SELECTED BY DAVID VINETARD:


RAYMOND CHANDLER “Guns at Cyrano’s.” Ted Carmady #1. Novelette. First published in Black Mask January 1936 (with the leading character named Ted Malvern). Collected in: Five Murderers, Avon, paperback, 1944; Red Wind, World, hardcover, 1946; The Simple Art of Murder, Houghton Mifflin, hardcover, 1950; Pick-Up on Noon Street, Pocket, paperback, 1952; Stories and Early Novels, Library of America, hardcover, 1995. TV episode: Season 2 Episode 4 of Philip Marlowe, Private Eye, 18 May 1986 (with Powers Boothe as Philip Marlowe).

   Ted Carmady liked the rain; liked the feel of it, the sound of it, the smell of it. He got out of his LaSalle coupe and stood for a while by the side entrance to the Carondelet, the high collar of his blue suede ulster tickling his ears, his hands in his pockets and a limp cigarette sputtering between his lips. Then he went in past the barbershop and the drugstore and the perfume shop with its rows of delicately lighted bottles, ranged like the ensemble in the finale of a Broadway musical.

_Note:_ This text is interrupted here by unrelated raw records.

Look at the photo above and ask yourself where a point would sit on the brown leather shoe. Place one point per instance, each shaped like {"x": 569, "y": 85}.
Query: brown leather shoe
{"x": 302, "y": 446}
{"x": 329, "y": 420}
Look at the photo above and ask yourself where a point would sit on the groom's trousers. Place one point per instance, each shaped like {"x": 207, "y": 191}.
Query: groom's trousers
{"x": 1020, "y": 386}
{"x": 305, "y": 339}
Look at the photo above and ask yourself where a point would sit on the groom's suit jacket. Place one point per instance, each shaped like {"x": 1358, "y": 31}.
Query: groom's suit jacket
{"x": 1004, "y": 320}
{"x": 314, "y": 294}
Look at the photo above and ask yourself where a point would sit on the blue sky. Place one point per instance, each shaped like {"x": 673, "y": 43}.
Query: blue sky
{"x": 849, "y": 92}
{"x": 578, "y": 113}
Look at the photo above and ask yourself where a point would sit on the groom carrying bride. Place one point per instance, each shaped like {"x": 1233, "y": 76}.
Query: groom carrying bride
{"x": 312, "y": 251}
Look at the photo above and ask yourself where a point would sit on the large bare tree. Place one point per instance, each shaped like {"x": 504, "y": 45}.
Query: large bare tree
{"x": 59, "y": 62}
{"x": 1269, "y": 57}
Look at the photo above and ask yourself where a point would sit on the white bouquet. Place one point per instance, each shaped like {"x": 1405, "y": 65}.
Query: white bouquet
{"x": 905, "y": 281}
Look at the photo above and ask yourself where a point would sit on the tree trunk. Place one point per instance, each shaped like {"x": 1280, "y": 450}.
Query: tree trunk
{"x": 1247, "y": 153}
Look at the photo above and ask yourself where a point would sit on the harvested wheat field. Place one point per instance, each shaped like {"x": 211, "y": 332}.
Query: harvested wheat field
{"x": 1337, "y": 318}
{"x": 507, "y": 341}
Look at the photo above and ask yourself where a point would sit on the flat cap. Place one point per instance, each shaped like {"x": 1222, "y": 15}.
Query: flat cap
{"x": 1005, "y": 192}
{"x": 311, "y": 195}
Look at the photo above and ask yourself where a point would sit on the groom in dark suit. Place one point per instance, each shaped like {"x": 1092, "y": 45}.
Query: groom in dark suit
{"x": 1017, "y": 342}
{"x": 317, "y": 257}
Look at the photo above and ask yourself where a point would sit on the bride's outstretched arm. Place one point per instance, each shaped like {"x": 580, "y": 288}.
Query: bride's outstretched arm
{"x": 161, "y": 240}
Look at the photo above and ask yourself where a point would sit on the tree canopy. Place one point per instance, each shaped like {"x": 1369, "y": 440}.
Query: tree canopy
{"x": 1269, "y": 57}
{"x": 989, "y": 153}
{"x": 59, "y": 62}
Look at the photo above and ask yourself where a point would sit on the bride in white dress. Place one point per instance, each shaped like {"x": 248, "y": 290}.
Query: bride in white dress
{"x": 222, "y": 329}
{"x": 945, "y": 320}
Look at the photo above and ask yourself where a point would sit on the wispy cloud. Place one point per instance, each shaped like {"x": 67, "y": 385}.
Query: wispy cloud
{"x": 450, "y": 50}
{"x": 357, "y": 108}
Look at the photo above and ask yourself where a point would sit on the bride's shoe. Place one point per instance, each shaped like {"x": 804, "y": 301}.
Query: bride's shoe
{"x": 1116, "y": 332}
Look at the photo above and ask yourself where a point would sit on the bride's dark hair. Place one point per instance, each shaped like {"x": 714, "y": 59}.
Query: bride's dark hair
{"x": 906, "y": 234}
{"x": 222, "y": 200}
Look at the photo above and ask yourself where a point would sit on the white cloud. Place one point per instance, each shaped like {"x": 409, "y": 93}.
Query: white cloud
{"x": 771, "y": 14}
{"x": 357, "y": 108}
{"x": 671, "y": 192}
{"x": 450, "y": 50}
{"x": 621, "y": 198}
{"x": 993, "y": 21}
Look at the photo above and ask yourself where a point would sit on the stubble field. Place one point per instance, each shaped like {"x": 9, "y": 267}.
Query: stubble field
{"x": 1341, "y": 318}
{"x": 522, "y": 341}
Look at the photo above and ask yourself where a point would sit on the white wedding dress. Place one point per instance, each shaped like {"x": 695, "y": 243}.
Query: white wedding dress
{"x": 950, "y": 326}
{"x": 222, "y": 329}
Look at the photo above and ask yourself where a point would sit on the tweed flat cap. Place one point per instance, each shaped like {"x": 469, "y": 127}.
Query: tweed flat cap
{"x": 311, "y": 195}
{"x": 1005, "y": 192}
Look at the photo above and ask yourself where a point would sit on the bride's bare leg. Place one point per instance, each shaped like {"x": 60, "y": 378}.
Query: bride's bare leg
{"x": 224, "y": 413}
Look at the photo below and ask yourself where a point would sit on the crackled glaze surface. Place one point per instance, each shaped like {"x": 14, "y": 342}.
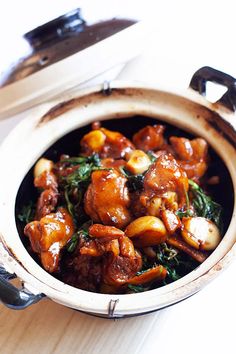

   “Guns at Cyrano’s” is one of the many short works written by Raymond Chandler for the pulps between 1929 and the publication of his first story “Blackmailer’s Don’t Shoot” and 1938 and the publication of The Big Sleep, the first Philip Marlowe novel. It is neither the best nor the worst of the lot (certainly not as good as the John Dalmas stories, particularly “Red Wind”), not even the best of the stories written in the third person (“Spanish Blood” and “Nevada Gas” are both better).

   I’ll go further, it isn’t even the best of the stories featuring Carmady (here known as Ted Carmady).

   I am not damning with faint praise though, because it is my personal favorite of the early stories, a pulpy B-movie of a boozy rainy noir tale replete with women no better than they have to be, a hero who isn’t so noble he’s boring or hard to believe in, a few innocents, and of course that famous man who walks into the room with a gun just as the lull starts to set in.

   Carmady, at least as presented here — and you will be forgiven if you question if this is the same Carmady of “Killer in the Rain” — has money and lives well, unlike anyone else in Chandler’s oveure he is not a private detective (he used to be, and even identifies himself as one at one point, but a rich private eye goes against almost everything Chandler ever wrote elsewhere) nor a good cop or house dick, but instead the son of a father who got his money in a clearly stated illegal way, meaning his son knows a lot of shady people and has a romantic notion that maybe he ought to make up for his father’s sins by helping people in trouble:

   “Okey,” he said thinly. “I’m nosey. So what? This is my town. My dad used to run it. Old Marcus Carmady, the People’s Friend; this is my hotel. I own a piece of it. That snowed–up hoodlum looked like a life–taker to me. Why wouldn’t I want to help out?”

   Here he is headed for the hotel room he lives in when he spots a victim lying in an open doorway.

   She lay on her side, in a sheen of steel–gray lounging pajamas, her cheek pressed into the nap of the hall carpet, her head a mass of thick corn–blond hair, waved with glassy precision. Not a hair looked out of place. She was young, very pretty, and she didn’t look dead.

   Carmady slid down beside her, touched her cheek. It was warm. He lifted the hair softly away from her head and saw the bruise.

   “Sapped.” His lips pressed back against his teeth.

   Frankly at this point you wouldn’t be too shocked if Carmady turned out to have a sobriquet like the Saint or the Toff. Only the language is different, and maybe the attitude, the milieu is pretty much the same.

   The Dame, all women in these stories are some shade of Dames, good, bad, classy, murderous, or saintly, is a chanteuse named Jean Adrian (“I do a number at Cyrano’s.”), no better and no worse than life and men have made her, who likes his whiskey and is loathe to admit she was sapped or explain the.22 he finds beside her.

   Seems Miss Adrian has a boy friend who is a fighter, Duke Targo, and the Boys would like him to drop a fight, and they are trying to get to her through him. Naturally no Chandler hero can let that knightly quest go unmet.

   Of course that knightly quest is far from simple this being Chandler, involving a State Senator being blackmailed, a fixer named Doll Conant (His clothes looked as if they had cost a great deal of money and had been slept in.), an innocent victim to be avenged, and that gunfight at Benny Cyrano’s club from the title.

   Before it is over there is more gunplay (more in this single story than all the Marlowe novels put together), a few beatings, plenty of the kind of tough poetic dialogue Chandler was famous for, and a moral of sorts. It all makes for a satisfying pulp tale with the air of a good B movie and with those little touches that make even early Chandler such a pleasure to read.

   As I said, I like this story much more than it deserves for what it is. I’ve even seen it suggested it is the weakest of the Chandler stories, but it just happens to fit me for some reason, which is all any of us can ask of any story.

   They went through silent streets, past blurred houses, blurred trees, the blurred shine of street lights. There were neon signs behind the thick curtains of mist. There was no sky.

   If, like me you are a sucker for that particular brand of music, “Guns at Cyrano’s” hits all the notes on key, sonata for Thompson Machine Gun in B-Flat.